Para o produtor Júnior Bortolozzo, um dos investidores na cultura, um dos diferenciais do Piauí é o clima favorável, que reduz os impactos das chuvas no período de colheita, fator decisivo para a qualidade da fibra. O algodão se desenvolve melhor em clima quente, com temperaturas entre 25°C e 32°C, boa luminosidade e chuvas bem distribuídas no início do ciclo, além de solos profundos, férteis, bem drenados e com pH entre 5,5 e 6,5. O manejo técnico, com correção do solo, uso de sementes certificadas e controle de pragas, completa o conjunto de fatores que garantem produtividade e qualidade. Júnior também ressalta que a alta incidência solar no Nordeste contribui diretamente para a excelência da fibra piauiense, altamente valorizada no mercado externo, consolidando o Brasil como referência mundial em qualidade.
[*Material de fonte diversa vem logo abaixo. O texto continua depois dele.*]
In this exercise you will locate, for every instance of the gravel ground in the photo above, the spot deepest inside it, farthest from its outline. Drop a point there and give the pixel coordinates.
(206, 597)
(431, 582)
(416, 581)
O plantio ocorre, em geral, entre novembro e janeiro, com colheita entre maio e agosto, em um ciclo médio de 6 a 8 meses, variando conforme clima, solo e tecnologia empregada. Para o agrônomo Leandro Balz, o produtor piauiense leva para a cotonicultura a tradição de investir no solo e a experiência adquirida na soja, adaptando tecnologias para enfrentar estresses climáticos e manter estabilidade produtiva. Esse conjunto de estratégias já coloca o Sul do Piauí em evidência não apenas no estado, mas também no cenário nacional.

Já Gregory Sanders, presidente da Copy Cotton, uma das principais empresas do setor no estado, destaca o potencial estratégico do Piauí e lembra que a atuação da empresa na região remonta aos anos 2000, com a consolidação do algodão na Bahia. Ele ainda reforça que a localização geográfica do estado favorece a logística e a integração com o parque da indústria têxtil nacional. Baixa Grande do Ribeiro, segundo dados do IBGE, já se destaca como referência no agronegócio piauiense e lidera a produção agrícola estadual.
Atualmente, o algodão representa cerca de 40% da produção estadual, segundo a associação de produtores. A expectativa do setor é que, em breve, o Piauí se torne o terceiro maior produtor de algodão do Brasil, atrás apenas de Mato Grosso e Bahia, consolidando o estado como uma nova potência da cotonicultura nacional.